Turkey north Syria 'safe zone' is actually not safe at all: HRW

Turkey north Syria 'safe zone' is actually not safe at all: HRW
Human Rights Watch slammed Turkey for various rights abuses in the Turkish-controlled "safe zone" in northern Syria.
2 min read
27 November, 2019
A Turkish soldier stands near his armoured vehicle on a highway in northern Syria [AFP/Getty]

Human Rights Watch on Wednesday denounced abuses including executions and home confiscations in a Turkish-controlled swathe of northern Syria, where Ankara says it wants to resettle Syrian refugees.

Turkey last month established what it has dubbed a "safe zone" in a 120-kilometre (70-mile)-long strip of land it seized from Syrian Kurdish fighters along its southern border.

The New York-based watchdog urged Turkey and its Syrian proxies to investigate "human rights abuses, in many cases potential war crimes," in the area running 30 kilometres (18 miles) deep into Syrian territory.

"Executing individuals, pillaging property and blocking displaced people from returning to their homes is damning evidence of why Turkey's proposed 'safe zones' will not be safe," said Sarah Leah Whitson, Middle East director at HRW.

Ankara claims it wants to resettle some of the 3.6 million Syrian refugees it hosts on Turkish soil in the area grabbed through a deadly offensive and subsequent deals.

"Contrary to Turkey's narrative that their operation will establish a safe zone, the groups they are using to administer the territory are themselves committing abuses against civilians and discriminating on ethnic grounds," Whitson said.

The group also said that Turkey-backed fighters had failed to account for aid workers who disappeared while working in the "safe zone".

Turkey's October 9 invasion was the latest in a series of military operations on Syrian soil against Kurdish fighters it views as "terrorists".

The operation displaced tens of thousands and left dozens of civilians dead, and forced Kurdish forces to retreat from some key towns.

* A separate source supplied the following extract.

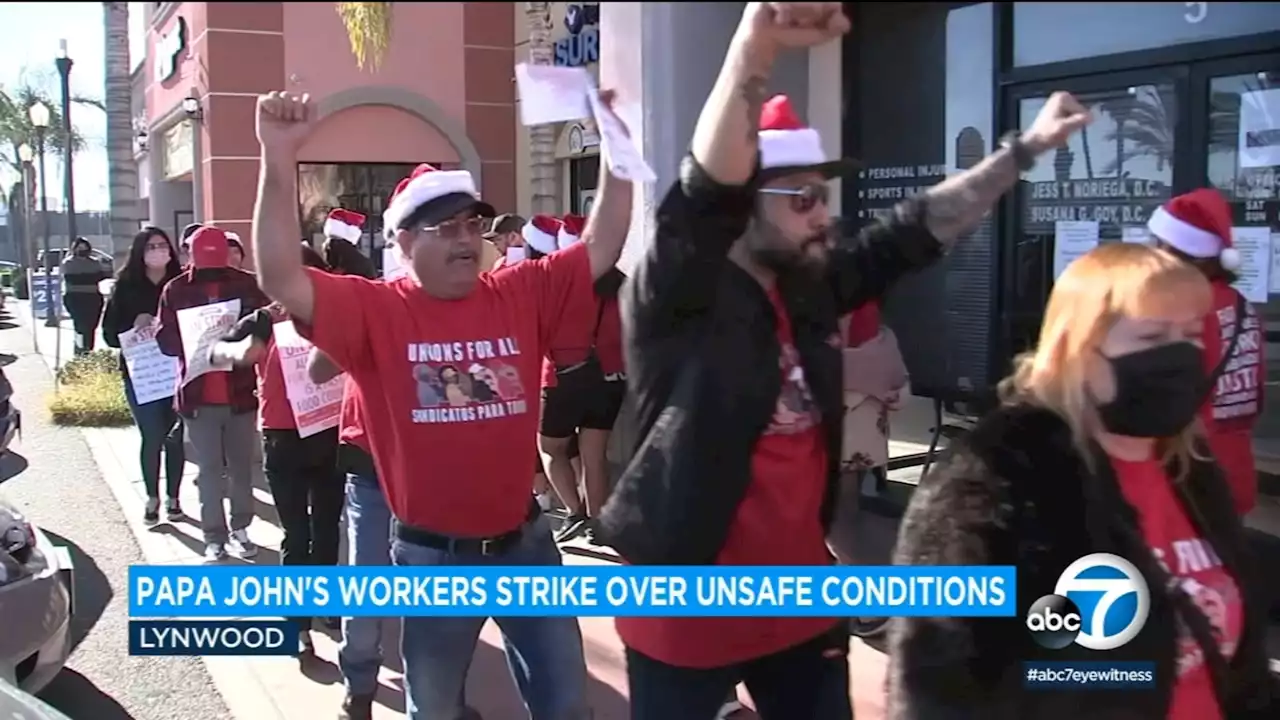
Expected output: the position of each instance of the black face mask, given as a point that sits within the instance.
(1159, 391)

Another Turkey-led offensive early last year saw pro-Ankara fighters take the northwestern region of Afrin from Kurdish combatants, with rights groups also reporting similar abuses
in that region.

Read more: A chronicle of deaths foretold in Syria

Turkish state media on Friday said around 70 Syrians, including women and children, crossed the border to the Syrian town of Ras al-Ayn in the first of such returns.

But analysts have cast doubt on President Recep Tayyip Erdogan's claims that Turkey can repatriate up to two million Syrians to the "safe zone".